INTRODUCTION:

Emtricitabine (4-amino-5-fluoro-1-[(2S,5R)-2-(hydroxymethyl)-1,3-oxathiolan-5-yl]-1,2-dihydropyrimidin-2-one), an analogue of cytidine, and Tenofovir disoproxil fumarate (({[(2R)-1-(6-amino-9H-purin-9-yl)propan-2-yl]oxy}methyl)phosphonic acid), are nucleoside reverse transcriptase inhibitor (NRTI) that are used for the treatment of HIV infection.¹

Fig: Chemical Structure of Emtricitabine

Tenofovir alafenamide fumarate (TAF) is a nucleotide reverse transcriptase inhibitor (NRTI) and a novel ester prodrug of the antiretroviral tenofovir. Following oral administration, TAF is converted in vivo to tenofovir, an acyclic nucleoside phosphonate (nucleotide) analog of adenosine 5′-monophosphate. Tenofovir mimics normal DNA building blocks but is lacking a 3'-OH molecule required for phosphodiester bond linkage. By competing with regular nucleotides for incorporation into proviral DNA and prevention of the formation of the 5' to 3' phosphodiester linkage required for DNA elongation, tenofovir causes early chain termination and prevents proviral DNA transcription.

Although tenofovir (available as tenofovir disoproxil fumarate) has a good safety profile and efficacy, and is currently a cornerstone of HIV antiviral treatment, its use has been associated with nephrotoxicity and reduced bone mineral density.²

Fig: Chemical Structure of Tenofovir Alafenamide fumarate

A literature survey revealed that UV spectroscopic techniques , liquid chromatography techniques have been reported for the simultaneous determination of emtricitabine, and tenofovir disoproxil fumarate in pure drug. But no Spectrophotometric or Chromatogrphic Method was reported for analysis of emtricitabine, and tenofovir alafenamide fumarate. Hence, the authors have attempted to develop a simple, rapid, precise and accurate method for the simultaneous estimation of these drugs in Pure Drugs. ^3-9

MATERIAL AND METHODS:

Chemicals and Reagents:

Pharmaceutical grade of Emtricitabine and Tenofovir Alafenamide Fumarate were kindly supplied as gift sample by Lupin. Distilled water was used as solvent.

Instruments:

UV-Visible Spectrophotometer-Agillent with cuvette cells of one cm light path were used for the measurement of absorbance. Electronic Balance of Schimadzu BL-220H was used for weighing the samples. Class ‘A’ volumetric glassware were used. UltraSonicator- wensar was used for sonication purpose.

Procedure:

UV Spectrometric methods for determination of Emtricitabine and Tenofovir Alafenamide fumarate:

Selection of Solvent:

The solvent was selected by determining the solubility of Emtricitabine and tenofovir Disproxil fumarate in various solvents namely Distilled water, Hydrochloric Acid, Sodium Hydroxide Solution, Methanol. Finally, Distilled water was chosen as the solvent for Emtricitabine and Tenofovir alafenamide fumarate depending on absorption at its analytical wavelength.

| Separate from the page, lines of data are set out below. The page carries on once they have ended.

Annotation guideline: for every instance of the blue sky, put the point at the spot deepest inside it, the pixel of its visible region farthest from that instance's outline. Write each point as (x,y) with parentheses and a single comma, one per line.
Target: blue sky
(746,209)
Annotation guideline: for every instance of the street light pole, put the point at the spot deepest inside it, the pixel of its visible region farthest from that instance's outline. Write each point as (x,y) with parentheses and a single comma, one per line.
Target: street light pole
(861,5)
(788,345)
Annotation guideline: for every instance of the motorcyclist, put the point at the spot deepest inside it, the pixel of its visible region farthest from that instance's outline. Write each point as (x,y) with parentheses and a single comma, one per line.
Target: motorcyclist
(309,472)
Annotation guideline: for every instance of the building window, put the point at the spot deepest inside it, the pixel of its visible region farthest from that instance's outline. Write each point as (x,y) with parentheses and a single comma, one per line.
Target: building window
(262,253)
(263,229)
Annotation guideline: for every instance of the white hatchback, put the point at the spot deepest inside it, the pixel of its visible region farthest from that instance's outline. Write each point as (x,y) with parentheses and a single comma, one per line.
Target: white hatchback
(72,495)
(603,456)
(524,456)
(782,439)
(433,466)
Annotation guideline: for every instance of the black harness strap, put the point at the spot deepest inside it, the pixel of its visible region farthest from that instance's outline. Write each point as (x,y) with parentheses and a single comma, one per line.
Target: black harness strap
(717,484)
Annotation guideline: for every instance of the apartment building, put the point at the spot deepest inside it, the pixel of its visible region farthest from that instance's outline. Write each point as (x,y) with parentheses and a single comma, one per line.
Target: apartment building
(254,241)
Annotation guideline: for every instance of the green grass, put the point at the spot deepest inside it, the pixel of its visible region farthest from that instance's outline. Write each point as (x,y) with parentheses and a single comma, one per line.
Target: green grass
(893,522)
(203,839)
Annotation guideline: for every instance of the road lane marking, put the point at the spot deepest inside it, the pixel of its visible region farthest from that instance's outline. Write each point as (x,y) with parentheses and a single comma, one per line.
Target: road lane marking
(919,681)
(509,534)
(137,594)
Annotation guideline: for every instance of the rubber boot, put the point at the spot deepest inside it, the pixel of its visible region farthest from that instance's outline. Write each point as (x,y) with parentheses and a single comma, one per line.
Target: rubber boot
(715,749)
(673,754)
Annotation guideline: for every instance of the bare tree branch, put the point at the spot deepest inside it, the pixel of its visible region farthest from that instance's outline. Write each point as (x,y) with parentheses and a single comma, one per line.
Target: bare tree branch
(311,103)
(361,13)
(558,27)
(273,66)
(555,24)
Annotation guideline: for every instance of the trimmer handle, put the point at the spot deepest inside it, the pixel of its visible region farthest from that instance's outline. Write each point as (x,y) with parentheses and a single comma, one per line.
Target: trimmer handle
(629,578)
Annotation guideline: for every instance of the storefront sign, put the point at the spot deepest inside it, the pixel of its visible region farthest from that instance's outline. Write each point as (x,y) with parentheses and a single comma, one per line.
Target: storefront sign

Preparation of standard stock solution:

An accurately weighed quantity of about 10mg Emtricitabine and Tenofovir Alafenamide fumarate was taken in a 100 mL volumetric flask and was dissolved in Distilled wtaer with sonication. The volume was made upto mark with Distilled water to get the concentration of 100ppm.

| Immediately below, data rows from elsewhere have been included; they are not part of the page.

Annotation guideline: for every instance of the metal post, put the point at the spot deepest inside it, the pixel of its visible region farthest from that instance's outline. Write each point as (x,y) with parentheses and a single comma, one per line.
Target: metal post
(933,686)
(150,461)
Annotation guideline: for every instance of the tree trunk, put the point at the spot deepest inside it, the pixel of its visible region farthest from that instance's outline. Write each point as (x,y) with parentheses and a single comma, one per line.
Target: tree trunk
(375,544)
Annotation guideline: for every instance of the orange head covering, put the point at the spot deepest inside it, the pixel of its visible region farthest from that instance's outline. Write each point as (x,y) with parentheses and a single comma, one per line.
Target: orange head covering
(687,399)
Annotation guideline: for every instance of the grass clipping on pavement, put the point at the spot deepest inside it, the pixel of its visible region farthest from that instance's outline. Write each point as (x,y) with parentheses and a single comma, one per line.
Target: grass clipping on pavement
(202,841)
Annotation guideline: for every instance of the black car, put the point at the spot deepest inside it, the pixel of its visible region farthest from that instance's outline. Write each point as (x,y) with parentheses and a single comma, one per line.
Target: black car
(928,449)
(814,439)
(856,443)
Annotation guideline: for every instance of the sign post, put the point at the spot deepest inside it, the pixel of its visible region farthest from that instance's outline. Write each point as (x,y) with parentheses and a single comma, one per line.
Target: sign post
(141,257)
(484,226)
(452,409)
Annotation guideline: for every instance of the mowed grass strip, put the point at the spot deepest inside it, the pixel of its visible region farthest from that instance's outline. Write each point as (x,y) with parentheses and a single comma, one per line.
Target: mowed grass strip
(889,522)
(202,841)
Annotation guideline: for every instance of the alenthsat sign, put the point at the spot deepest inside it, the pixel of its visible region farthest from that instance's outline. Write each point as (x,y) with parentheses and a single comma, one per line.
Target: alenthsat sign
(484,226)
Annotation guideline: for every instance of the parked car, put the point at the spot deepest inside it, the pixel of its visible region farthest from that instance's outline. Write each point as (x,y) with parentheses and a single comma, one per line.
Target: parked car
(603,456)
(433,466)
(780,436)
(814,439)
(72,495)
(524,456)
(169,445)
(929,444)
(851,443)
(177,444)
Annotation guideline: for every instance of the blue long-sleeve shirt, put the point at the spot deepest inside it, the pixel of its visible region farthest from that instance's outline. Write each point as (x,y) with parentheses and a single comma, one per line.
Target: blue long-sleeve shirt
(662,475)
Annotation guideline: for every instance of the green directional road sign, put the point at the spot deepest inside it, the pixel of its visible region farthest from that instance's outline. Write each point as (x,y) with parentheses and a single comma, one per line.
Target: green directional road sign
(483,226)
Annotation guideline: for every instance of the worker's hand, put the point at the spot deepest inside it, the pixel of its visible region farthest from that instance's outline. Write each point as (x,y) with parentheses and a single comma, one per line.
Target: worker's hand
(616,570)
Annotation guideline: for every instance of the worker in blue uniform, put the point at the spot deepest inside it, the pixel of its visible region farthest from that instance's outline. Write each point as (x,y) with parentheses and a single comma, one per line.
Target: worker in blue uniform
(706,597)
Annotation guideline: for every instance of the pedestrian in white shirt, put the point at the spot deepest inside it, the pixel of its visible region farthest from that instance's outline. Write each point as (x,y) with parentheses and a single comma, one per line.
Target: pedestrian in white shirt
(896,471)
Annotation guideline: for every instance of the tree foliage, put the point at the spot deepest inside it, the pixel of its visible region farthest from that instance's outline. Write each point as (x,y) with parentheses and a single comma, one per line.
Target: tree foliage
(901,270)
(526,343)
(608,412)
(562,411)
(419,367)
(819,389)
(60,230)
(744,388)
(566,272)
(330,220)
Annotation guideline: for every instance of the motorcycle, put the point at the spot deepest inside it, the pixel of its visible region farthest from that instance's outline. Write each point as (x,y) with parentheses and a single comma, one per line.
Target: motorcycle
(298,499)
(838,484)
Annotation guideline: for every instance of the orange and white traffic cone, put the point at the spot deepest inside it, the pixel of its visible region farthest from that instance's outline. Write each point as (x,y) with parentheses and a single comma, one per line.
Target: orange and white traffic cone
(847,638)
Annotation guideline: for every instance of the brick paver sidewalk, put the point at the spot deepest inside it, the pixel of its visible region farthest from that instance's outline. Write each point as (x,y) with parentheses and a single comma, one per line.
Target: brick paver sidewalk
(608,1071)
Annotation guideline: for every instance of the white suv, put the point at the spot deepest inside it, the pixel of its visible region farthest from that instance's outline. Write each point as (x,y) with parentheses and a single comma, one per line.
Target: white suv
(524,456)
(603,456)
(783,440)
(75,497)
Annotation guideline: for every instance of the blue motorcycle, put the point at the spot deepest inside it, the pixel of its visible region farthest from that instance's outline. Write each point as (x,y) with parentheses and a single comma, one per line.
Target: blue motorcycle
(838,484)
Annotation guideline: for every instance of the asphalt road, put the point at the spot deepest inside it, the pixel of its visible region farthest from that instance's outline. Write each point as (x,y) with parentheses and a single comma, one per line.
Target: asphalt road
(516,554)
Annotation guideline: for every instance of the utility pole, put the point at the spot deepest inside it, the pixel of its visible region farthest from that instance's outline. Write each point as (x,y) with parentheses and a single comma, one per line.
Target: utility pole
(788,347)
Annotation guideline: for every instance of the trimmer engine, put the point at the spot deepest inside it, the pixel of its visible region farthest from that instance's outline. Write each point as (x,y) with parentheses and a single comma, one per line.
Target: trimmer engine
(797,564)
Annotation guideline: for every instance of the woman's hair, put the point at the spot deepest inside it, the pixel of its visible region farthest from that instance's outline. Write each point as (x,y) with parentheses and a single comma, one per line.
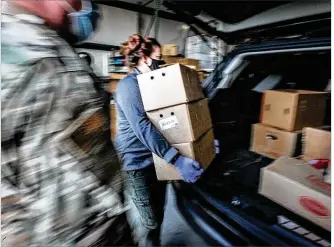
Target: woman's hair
(136,47)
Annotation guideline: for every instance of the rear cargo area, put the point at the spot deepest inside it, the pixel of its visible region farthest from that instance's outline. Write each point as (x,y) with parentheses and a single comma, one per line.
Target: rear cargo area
(233,178)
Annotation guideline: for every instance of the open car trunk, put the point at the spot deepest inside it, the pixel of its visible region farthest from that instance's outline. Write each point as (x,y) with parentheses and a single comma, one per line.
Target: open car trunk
(225,201)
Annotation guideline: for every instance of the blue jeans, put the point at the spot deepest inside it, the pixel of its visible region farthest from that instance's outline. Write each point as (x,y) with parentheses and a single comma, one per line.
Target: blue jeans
(148,195)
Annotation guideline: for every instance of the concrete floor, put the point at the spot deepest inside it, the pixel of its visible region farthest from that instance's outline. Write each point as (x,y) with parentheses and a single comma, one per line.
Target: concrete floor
(175,230)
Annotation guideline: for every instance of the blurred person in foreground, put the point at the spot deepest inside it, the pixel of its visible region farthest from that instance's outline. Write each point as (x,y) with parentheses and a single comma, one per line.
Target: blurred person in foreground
(137,138)
(59,169)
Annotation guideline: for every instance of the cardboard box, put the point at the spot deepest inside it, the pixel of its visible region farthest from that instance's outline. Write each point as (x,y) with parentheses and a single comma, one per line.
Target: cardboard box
(202,150)
(192,63)
(293,109)
(114,80)
(170,50)
(171,59)
(182,123)
(273,143)
(168,86)
(299,188)
(316,144)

Preparation of Working Standard Solution of Emtricitabine and tenofovir Alafenamide fumarate :

The aliquot portion of standard stock solution of Emtricitabine and Tenofovir Alafenamide fumarate was diluted appropriately with Distilled water obtaining concentration 10 μg/mL. Solution was taken in 1 cm cell and scanned in the range 200 nm to 400 nm and spectrum was recorder as showed in Fig 1

Fig1: UV Spectrum of Emtricitabine

Fig 2: UV Spectrum of Tenofovir Alafenamide Fumarate

Fig 3: Overlain Spectra of Emtricitabine And Tenofovir Alafemanide Fumarate

Method Validation:

Specificity

Specificity was studied by measuring the absorbance of EMT and TAF individually at 280 nm and 260 nm against the blank and comparing the absorbance of drugs solutions to the blank. No interference was observed.

Linearity and range:

Five aliquots of each drug solutions were taken from standard stock solution and transferred to 10ml volumetric flask to get a final concentration of 5, 10, 15, 20, 25 and 30 μg/ml of Emitrictabine and 5, 10, 15, 20, 25 and 30 μg/ml of Tenofovir Alafenamide Fumarate and the volume was made upto the mark with the distilled water and each flask content was measured to determine the absorbance at the selected wavelength. For simultaneous equation method the absorbance of all standard solutions were measured at 260nm and 280nm, the calibration curves of absorbance vs. concentration was plotted and correlation coefficient and regression line equations for both EMT and TDF were determined. Straight line equations were obtained from these calibration curves. The linear regression equation of Emtricitabine y=0.0351x-0.0671 (R² = 0.9972) and Tenofovir Disoproxil Fumarate was y = 0.0252x +0.0140 R² = 0.9999. The result were reported in Table No 1and 2.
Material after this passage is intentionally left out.